Which produces the following image in my channel

Very Cool! I can imagine a lot of situations where it would be helpful to have a script send a slack notification when it has finished (or crapped out on an error) in some long-running analyses. Now if we could just get slack to integrate with RStudio server version…

6.2.4 Markdown

This entire book is written in RMarkdown, a text-based approach for mixing verbiage and analyses into a single document. There are several advantages to adopting an open appraoch such as this including:
1. All the data and analyses are in the same place. The only reason you see a graph above is because the markdown document has the specific code in it to make that graphical output. It is not done in some other program and either imported or cut-and-paste into this document.
2. It is in a text format. If you wish, you can see the entirety of this text on my github site.

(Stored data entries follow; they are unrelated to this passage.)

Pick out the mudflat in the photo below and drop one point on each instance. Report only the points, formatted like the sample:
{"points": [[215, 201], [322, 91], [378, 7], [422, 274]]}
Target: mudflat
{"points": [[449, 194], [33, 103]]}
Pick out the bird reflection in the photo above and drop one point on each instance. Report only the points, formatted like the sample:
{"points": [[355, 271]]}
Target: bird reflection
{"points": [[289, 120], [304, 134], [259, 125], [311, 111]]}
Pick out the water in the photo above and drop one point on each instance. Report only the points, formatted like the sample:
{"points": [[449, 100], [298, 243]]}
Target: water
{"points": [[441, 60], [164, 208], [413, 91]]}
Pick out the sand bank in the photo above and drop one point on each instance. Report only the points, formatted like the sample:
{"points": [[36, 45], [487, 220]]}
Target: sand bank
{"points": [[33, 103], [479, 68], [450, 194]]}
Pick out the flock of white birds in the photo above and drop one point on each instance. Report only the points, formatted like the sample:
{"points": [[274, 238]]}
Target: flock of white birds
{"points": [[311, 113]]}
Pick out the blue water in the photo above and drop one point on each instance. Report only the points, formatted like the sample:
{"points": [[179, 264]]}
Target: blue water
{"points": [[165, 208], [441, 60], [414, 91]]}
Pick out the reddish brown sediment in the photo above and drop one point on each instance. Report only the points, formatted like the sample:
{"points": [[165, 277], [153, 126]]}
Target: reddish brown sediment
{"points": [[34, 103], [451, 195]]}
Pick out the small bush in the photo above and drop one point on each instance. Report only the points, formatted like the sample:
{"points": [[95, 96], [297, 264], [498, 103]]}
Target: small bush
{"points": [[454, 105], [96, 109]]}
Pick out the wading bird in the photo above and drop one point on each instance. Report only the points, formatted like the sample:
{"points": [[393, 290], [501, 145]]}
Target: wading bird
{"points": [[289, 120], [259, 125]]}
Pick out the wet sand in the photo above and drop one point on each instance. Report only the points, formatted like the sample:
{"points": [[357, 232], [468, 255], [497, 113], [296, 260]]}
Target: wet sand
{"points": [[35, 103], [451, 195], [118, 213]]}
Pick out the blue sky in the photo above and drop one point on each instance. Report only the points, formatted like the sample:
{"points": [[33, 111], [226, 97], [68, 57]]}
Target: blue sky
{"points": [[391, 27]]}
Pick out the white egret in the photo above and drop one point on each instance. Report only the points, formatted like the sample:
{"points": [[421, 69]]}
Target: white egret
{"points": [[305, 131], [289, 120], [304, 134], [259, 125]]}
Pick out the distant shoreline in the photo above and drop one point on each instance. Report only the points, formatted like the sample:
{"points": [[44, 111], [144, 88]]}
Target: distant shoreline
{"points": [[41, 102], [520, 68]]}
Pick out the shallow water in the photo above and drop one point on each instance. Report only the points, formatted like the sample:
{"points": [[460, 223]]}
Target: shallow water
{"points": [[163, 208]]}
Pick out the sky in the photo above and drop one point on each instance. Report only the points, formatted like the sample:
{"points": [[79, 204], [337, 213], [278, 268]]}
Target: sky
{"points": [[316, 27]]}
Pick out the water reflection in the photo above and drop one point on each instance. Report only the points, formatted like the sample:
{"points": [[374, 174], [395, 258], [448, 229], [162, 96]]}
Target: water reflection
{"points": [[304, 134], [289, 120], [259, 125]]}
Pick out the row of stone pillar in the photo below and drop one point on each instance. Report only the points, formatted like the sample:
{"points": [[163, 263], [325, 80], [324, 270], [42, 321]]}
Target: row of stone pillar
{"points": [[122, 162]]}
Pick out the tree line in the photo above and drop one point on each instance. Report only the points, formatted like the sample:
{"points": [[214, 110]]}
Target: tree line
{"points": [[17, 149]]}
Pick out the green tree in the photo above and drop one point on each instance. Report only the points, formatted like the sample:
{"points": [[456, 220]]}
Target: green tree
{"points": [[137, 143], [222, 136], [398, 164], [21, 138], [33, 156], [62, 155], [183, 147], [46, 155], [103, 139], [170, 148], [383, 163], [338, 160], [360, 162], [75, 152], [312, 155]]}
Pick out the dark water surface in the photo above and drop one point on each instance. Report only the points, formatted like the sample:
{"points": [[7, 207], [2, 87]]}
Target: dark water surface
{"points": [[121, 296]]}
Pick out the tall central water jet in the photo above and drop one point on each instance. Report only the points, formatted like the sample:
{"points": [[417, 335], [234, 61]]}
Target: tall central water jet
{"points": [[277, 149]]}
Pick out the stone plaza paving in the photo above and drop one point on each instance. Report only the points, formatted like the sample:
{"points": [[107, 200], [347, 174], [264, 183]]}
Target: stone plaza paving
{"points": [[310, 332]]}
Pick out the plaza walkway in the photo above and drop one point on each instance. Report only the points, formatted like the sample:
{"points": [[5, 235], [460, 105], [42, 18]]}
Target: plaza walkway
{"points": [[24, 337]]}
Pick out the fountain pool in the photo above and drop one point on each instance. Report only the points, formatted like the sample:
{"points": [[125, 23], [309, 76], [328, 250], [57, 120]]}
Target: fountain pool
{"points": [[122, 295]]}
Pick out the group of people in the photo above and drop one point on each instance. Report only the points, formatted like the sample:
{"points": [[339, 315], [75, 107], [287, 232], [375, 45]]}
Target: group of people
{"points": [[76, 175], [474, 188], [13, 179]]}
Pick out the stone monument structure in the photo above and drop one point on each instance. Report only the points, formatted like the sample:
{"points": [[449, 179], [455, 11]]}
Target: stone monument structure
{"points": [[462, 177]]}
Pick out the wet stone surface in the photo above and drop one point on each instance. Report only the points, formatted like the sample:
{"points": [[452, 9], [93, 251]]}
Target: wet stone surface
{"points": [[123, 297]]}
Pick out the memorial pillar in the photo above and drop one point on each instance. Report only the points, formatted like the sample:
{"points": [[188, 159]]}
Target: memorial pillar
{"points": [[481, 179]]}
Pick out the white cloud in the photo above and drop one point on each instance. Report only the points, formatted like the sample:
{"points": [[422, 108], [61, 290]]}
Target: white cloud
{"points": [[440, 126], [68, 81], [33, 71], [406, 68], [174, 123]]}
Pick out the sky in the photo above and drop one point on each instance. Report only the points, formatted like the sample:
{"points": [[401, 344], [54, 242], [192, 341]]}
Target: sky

This means I can take advantage of: - Version control. I can make branches, develop new parts, and merge them back in. - No need for those ad hoc naming schemes (last_version.docx, really_last_version.docx, Im_totally_lost_which_version_is_this.docx), it is all kept in sync. - Collaborations with others is easy, just like real programmers. 3. Analyses and figures can be re-run and changes in the output can be inserted into your documents automatically. 4. Markdown documents are the source and can be converted into HTML, PDF, DOCX, presentations, etc. All from the same source materials. This means that you work on one file and when you need to convert it into a finalized format, you can do so with ease.

To get started working with markdown, go read over the RMarkdown website and fire up RStudio. It has all the components built-in for you.